The transition is seamless for Clay. He finds it quite easy to adapt to obscene wealth (he collects over $100 million for himself in one year), and quickly learns the few skills required of the mass tort lawyer. Of course it's not clear what, other than an utter lack of scruples, those skills actually are, since Grisham's point is that lawyerly skill is no prerequisite to success in this field.

Even Clay, a veteran of public service, barely acknowledges the wrongs he's committing en route to the financial stratosphere. For the most part, he could care less that his quick settlements with huge pharmaceutical firms, while exceedingly lucrative to him thanks to his significant contingency fee, in no way vindicate his clients' claims. It's hard to blame Clay for his cavalier indifference; he hasn't even met any of his clients (his drone underlings take care of managing the details), and it's so hard to work up the energy to feel guilty when you're sunning yourself on the deck of your new yacht, or being straddled by your new porn-star girlfriend.

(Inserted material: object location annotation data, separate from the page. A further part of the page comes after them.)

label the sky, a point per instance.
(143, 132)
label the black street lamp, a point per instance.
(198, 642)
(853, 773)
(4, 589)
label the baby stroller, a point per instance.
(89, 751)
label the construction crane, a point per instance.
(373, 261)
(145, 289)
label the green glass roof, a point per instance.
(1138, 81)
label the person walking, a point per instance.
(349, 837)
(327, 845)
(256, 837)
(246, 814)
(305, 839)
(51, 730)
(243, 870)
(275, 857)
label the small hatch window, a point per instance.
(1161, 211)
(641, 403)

One bizarre (and tedious beyond belief) aspect of the book is Grisham's obsessive detailing of how Clay spends his money. You'd think that it would be fun to tag along with Clay on his brash shopping sprees, but Grisham doesn't give us the pleasure. Instead, he devotes long passages to summaries of the balance sheet of Clay's law firm, where he details the amounts being spent in overhead and the like, as compared to profits coming in. Isn't that fascinating? Of course not, but what is interesting is the seething tone that Grisham adopts in these sections. If you listen closely, you can actually hear his blood boiling as he describes Clay's profligacy. Grisham paints such an ugly picture of Clay and his cronies that it's not clear who are the more egregious tortfeasors in this book: the cold-hearted manufacturers who create profitable products that cause tumors and brain damage, or the lawyers who sacrifice their own clients' interests to their insatiable greed.

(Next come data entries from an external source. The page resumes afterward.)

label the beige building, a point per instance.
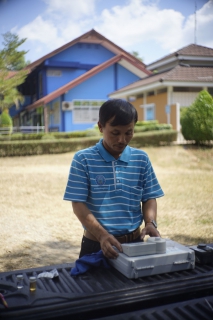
(175, 82)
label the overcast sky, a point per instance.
(153, 28)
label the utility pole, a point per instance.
(195, 31)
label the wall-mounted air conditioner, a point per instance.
(67, 105)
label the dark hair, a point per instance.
(120, 110)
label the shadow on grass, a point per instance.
(38, 254)
(189, 240)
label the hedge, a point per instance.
(38, 147)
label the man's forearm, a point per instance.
(88, 220)
(149, 209)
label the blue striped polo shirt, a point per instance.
(113, 189)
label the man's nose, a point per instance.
(122, 139)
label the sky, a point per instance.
(153, 28)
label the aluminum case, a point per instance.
(176, 257)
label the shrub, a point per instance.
(34, 147)
(6, 122)
(197, 120)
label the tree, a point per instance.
(12, 72)
(197, 120)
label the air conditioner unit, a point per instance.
(67, 105)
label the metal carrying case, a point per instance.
(203, 253)
(167, 256)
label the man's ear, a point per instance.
(100, 126)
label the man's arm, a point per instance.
(88, 220)
(149, 209)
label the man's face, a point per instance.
(116, 138)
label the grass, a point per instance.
(38, 228)
(185, 214)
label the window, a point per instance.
(85, 111)
(53, 73)
(149, 111)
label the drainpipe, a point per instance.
(46, 124)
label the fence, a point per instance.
(22, 129)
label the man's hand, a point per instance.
(149, 230)
(106, 242)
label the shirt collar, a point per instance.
(125, 156)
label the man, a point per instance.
(108, 182)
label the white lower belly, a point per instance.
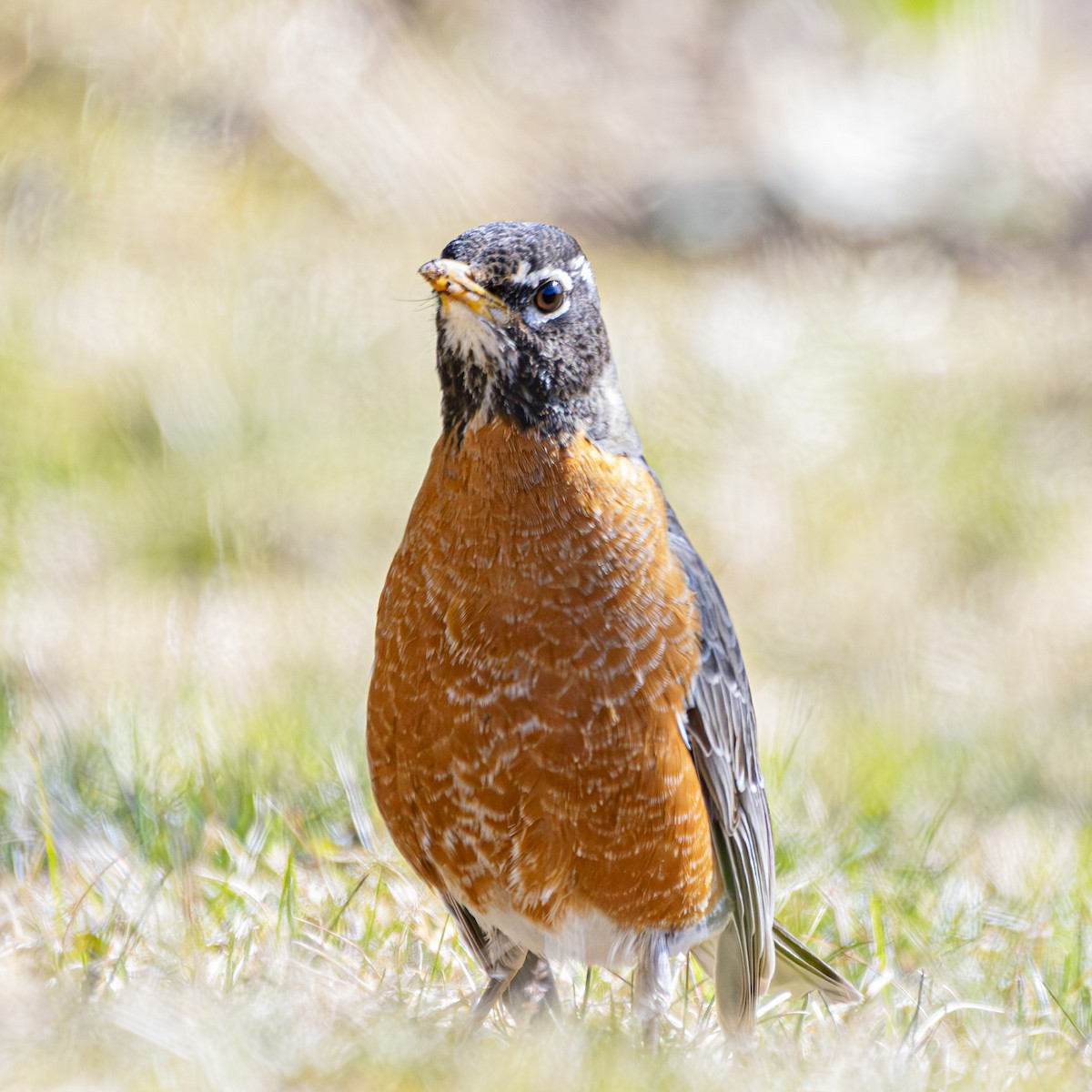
(585, 937)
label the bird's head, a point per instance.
(520, 336)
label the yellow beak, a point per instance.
(452, 282)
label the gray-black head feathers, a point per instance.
(519, 334)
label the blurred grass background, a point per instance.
(845, 255)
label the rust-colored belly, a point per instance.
(535, 644)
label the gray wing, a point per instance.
(724, 743)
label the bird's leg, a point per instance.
(652, 986)
(532, 992)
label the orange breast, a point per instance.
(535, 644)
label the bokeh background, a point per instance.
(844, 249)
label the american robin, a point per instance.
(561, 731)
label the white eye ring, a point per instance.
(536, 279)
(550, 296)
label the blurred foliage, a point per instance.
(844, 258)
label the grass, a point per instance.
(217, 403)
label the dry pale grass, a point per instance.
(217, 402)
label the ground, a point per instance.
(217, 402)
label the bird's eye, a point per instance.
(550, 296)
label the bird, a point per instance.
(561, 733)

Returning to our penetrating psychological exploration, Mr. Grisham, as it turns out, really dislikes so-called lawyers who have no appreciable skills, who nevertheless make millions of dollars a year without contributing much value at all to society, and without coming close to practicing law.

And how, Mr. Grisham, former-attorney-turned-multimillionaire-novelist, are you feeling about yourself these days? Been looking inward lately, wondering if your unparalleled economic success was in any way deserved? As far as I could tell, there's no good reason to read The King of Torts. But if it can teach us anything, it is that John Grisham needs a better therapist.